Autre nouveauté : l'UE n'exclura plus automatiquement des populations entières de l'exemption de visa : Elle peut désormais supprimer l'exemption de visa de manière ciblée pour certains groupes de personnes - par exemple pour les représentants du gouvernement ou les hommes d'affaires directement liés aux violations. L'objectif est d'éviter que les populations civiles ne soient pénalisées pour des décisions politiques prises par leur gouvernement.
Comment le Parlement européen a voté
La réforme a été votée le 7 octobre 2025 au Parlement européen à Strasbourg. Le résultat a été clair : 518 voix pour, 96 voix contre et 24 abstentions.
Sur les 96 députés européens allemands, selon la plateforme abgegeordneterswatch.de 61 ont voté pour, 25 contre, une personne s'est abstenue et neuf n'étaient pas présentes.
Quels pays pourraient être concernés ?
Officiellement, l'UE ne cite pas d'Etats concrets contre lesquels les nouvelles règles pourraient être dirigées. Néanmoins, à Bruxelles et dans les médias européens, on parle déjà des premiers cas d'application possibles.
La plateforme euronews rapportait déjà en juin que Israël pourrait être l'un des premiers pays concernés par cette nouvelle réglementation. En toile de fond, des accusations persistantes de crimes de guerre et de violations des droits de l'homme lors de la guerre de Gaza, formulées par des organes de l'ONU et des organisations internationales de défense des droits de l'homme.

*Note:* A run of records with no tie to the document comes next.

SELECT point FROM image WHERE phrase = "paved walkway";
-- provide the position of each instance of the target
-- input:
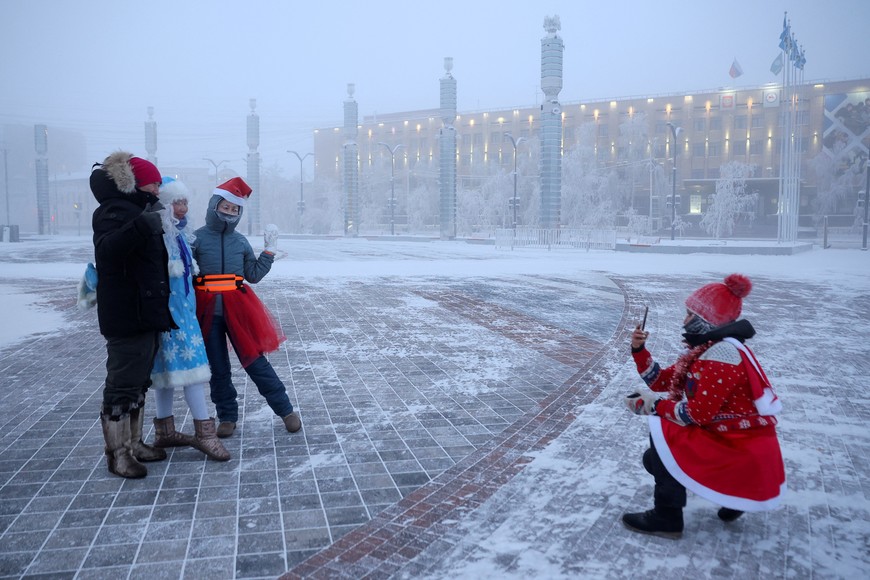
(425, 403)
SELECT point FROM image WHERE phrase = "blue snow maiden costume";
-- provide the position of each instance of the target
(181, 359)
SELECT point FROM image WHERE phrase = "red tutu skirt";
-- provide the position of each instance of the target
(252, 328)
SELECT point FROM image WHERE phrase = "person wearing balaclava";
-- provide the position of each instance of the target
(133, 303)
(712, 416)
(227, 307)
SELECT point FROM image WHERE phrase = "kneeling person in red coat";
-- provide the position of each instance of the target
(711, 416)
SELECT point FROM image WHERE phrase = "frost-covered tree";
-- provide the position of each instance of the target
(633, 161)
(587, 187)
(731, 200)
(423, 198)
(834, 180)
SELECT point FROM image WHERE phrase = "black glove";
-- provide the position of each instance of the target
(642, 403)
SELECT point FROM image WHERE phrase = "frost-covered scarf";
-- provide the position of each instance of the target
(186, 259)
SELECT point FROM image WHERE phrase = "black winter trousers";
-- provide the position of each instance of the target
(129, 362)
(669, 493)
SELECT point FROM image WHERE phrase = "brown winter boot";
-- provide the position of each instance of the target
(225, 429)
(165, 434)
(141, 451)
(206, 440)
(118, 451)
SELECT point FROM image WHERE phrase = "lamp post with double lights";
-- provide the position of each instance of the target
(675, 131)
(216, 166)
(392, 185)
(515, 201)
(301, 204)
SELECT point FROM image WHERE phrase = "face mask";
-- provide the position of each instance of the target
(225, 217)
(697, 325)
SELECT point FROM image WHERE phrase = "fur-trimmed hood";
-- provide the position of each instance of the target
(114, 179)
(117, 166)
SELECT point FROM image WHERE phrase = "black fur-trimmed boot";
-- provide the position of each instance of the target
(660, 521)
(728, 515)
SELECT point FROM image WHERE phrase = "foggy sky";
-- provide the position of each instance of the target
(95, 67)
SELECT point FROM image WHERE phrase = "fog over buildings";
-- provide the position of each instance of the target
(90, 73)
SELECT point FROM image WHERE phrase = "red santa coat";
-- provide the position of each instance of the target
(715, 441)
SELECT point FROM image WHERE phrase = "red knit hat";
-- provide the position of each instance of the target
(234, 191)
(145, 171)
(720, 303)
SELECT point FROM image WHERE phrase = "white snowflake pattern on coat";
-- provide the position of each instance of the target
(181, 359)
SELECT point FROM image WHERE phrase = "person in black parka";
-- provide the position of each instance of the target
(132, 301)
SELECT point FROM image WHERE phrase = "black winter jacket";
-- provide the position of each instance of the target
(131, 259)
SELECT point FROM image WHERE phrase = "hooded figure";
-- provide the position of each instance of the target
(712, 416)
(133, 305)
(227, 307)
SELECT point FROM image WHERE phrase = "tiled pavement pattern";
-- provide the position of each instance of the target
(421, 399)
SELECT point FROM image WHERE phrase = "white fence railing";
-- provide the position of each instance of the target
(555, 238)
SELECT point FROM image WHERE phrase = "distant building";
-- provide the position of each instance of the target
(718, 127)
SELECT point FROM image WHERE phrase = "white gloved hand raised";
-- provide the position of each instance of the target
(270, 238)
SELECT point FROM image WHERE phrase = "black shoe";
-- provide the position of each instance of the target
(728, 515)
(665, 523)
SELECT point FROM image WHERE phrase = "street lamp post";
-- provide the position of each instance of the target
(216, 166)
(674, 131)
(301, 203)
(392, 185)
(6, 180)
(515, 202)
(866, 204)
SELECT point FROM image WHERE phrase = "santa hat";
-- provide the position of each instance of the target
(720, 303)
(172, 190)
(145, 171)
(234, 191)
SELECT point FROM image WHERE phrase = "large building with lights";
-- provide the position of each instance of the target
(718, 126)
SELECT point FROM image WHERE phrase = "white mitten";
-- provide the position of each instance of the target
(642, 402)
(270, 238)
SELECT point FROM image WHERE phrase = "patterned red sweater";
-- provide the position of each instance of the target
(716, 387)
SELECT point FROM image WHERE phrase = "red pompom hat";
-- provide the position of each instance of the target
(144, 171)
(720, 303)
(234, 191)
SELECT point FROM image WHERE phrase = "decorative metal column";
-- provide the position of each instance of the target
(447, 153)
(351, 165)
(552, 49)
(151, 136)
(253, 210)
(43, 212)
(790, 157)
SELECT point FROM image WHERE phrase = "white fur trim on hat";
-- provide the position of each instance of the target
(172, 192)
(240, 201)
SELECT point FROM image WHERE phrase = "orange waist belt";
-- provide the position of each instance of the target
(218, 282)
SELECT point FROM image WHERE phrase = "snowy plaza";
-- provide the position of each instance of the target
(463, 417)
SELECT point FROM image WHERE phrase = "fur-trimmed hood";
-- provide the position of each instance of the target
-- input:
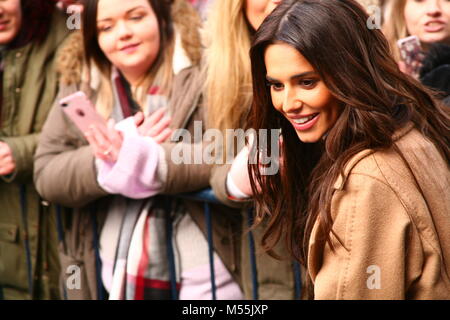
(73, 69)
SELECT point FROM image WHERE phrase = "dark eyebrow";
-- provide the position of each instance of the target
(300, 75)
(108, 19)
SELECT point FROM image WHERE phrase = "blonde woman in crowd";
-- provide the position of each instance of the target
(429, 20)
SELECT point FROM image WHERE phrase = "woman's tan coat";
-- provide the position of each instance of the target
(394, 224)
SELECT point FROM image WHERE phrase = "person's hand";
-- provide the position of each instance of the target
(106, 145)
(156, 125)
(7, 162)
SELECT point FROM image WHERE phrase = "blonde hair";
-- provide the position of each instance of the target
(394, 27)
(228, 75)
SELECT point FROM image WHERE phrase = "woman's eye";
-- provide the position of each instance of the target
(275, 86)
(104, 28)
(136, 18)
(308, 83)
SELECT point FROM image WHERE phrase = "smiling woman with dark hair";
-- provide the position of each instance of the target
(28, 263)
(363, 196)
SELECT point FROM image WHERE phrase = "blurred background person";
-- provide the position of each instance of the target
(83, 170)
(429, 20)
(31, 31)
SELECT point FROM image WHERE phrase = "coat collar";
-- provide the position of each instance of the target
(342, 178)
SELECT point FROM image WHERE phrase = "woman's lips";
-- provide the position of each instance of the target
(3, 25)
(130, 48)
(307, 125)
(434, 26)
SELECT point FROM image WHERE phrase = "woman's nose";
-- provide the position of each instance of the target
(123, 31)
(434, 8)
(292, 103)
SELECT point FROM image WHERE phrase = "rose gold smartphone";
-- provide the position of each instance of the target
(82, 112)
(412, 55)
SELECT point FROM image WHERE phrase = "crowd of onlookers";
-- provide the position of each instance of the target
(96, 204)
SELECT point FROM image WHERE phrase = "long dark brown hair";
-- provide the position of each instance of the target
(357, 67)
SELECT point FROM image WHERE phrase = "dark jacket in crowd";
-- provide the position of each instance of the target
(435, 72)
(29, 265)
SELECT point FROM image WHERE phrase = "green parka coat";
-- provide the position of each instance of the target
(29, 264)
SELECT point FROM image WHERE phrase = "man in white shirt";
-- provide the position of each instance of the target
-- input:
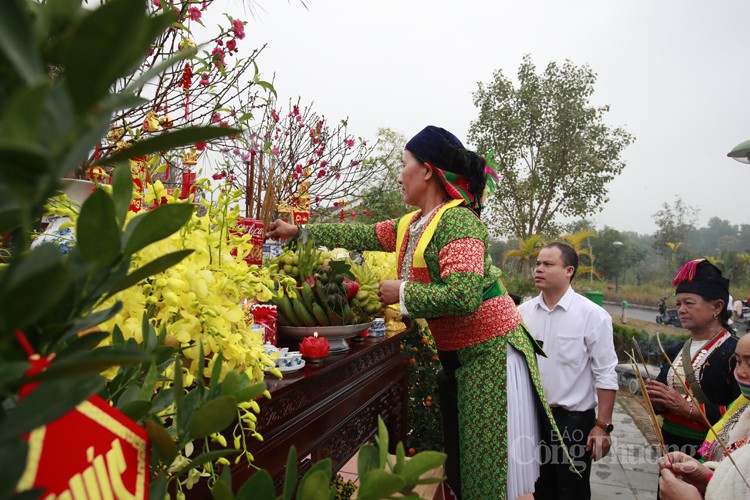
(579, 370)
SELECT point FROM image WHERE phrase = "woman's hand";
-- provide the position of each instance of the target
(389, 292)
(279, 229)
(686, 468)
(667, 398)
(673, 488)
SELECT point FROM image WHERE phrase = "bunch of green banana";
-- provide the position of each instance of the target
(367, 299)
(367, 302)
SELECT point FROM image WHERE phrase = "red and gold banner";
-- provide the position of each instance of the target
(93, 452)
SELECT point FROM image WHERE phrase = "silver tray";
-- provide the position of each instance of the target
(329, 332)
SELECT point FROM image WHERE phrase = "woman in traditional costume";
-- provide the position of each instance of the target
(705, 361)
(489, 386)
(716, 477)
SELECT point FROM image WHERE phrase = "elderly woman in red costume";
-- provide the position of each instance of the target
(705, 361)
(489, 386)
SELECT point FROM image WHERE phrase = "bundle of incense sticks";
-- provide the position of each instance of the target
(269, 202)
(649, 406)
(701, 412)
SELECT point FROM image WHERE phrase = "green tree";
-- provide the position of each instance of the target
(553, 152)
(581, 243)
(526, 253)
(381, 197)
(608, 257)
(676, 222)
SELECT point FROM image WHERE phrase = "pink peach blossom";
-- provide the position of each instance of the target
(239, 28)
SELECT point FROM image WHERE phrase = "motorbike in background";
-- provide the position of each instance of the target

En outre, selon les observateurs de l'UE, les Etats disposant de programmes dits de "passeports dorés" pourraient être soumis à une pression accrue. La Commission européenne avait déjà critiqué par le passé Malte et Chypre pour de tels programmes et avait engagé des procédures d'infraction.
Il existe également des modèles comparables au Monténégro et en Serbie, dont Bruxelles observe les risques depuis des années. Selon la plateforme European Western Balkans, la suppression de tels programmes a été mentionnée à plusieurs reprises comme condition aux discussions d'adhésion à l'UE.
Qu'est-ce que cela signifie pour les voyageurs et les migrants ?
Dans un premier temps, rien ne change pour la plupart des personnes originaires de pays exemptés de visa. Les nouvelles règles n'entreront en vigueur que lorsque la Commission européenne ou un État membre aura entamé une procédure de suspension de l'exemption de visa et que le Conseil de l'UE aura donné son accord.
Toutefois, si l'obligation de visa devait être réintroduite de manière temporaire ou permanente, cela aurait des conséquences sensibles pour les ressortissants concernés :
- Ils devraient à l'avenir demander un visa Schengen avant de pouvoir entrer dans l'UE.
- Cela implique des coûts supplémentaires (actuellement environ 90 euros par demande) ainsi que des délais d'attente parfois de plusieurs semaines pour les rendez-vous dans les ambassades.
- En outre, les demandeurs doivent fournir de nombreux justificatifs, notamment en ce qui concerne l'hébergement, le vol de retour, les moyens financiers et le but du voyage.
Pour les visites familiales, les étudiants ou les professionnels , cela pourrait rendre les voyages dans l'UE beaucoup plus difficiles - en particulier pour les personnes qui font régulièrement la navette entre leur pays d'origine et l'Europe.
Quelle est la suite des événements ?
Avant que la nouvelle réglementation ne puisse entrer en vigueur, elle doit encore être formellement adoptée par le Conseil de l'Union européenne. Une fois publiée au Journal officiel de l'UE, elle entrera en vigueur 20 jours plus tard.
La Commission européenne a souligné dans un communiqué qu'il ne s'agissait pas de cibler un pays en particulier, mais de "protéger la crédibilité et l'intégrité du système Schengen".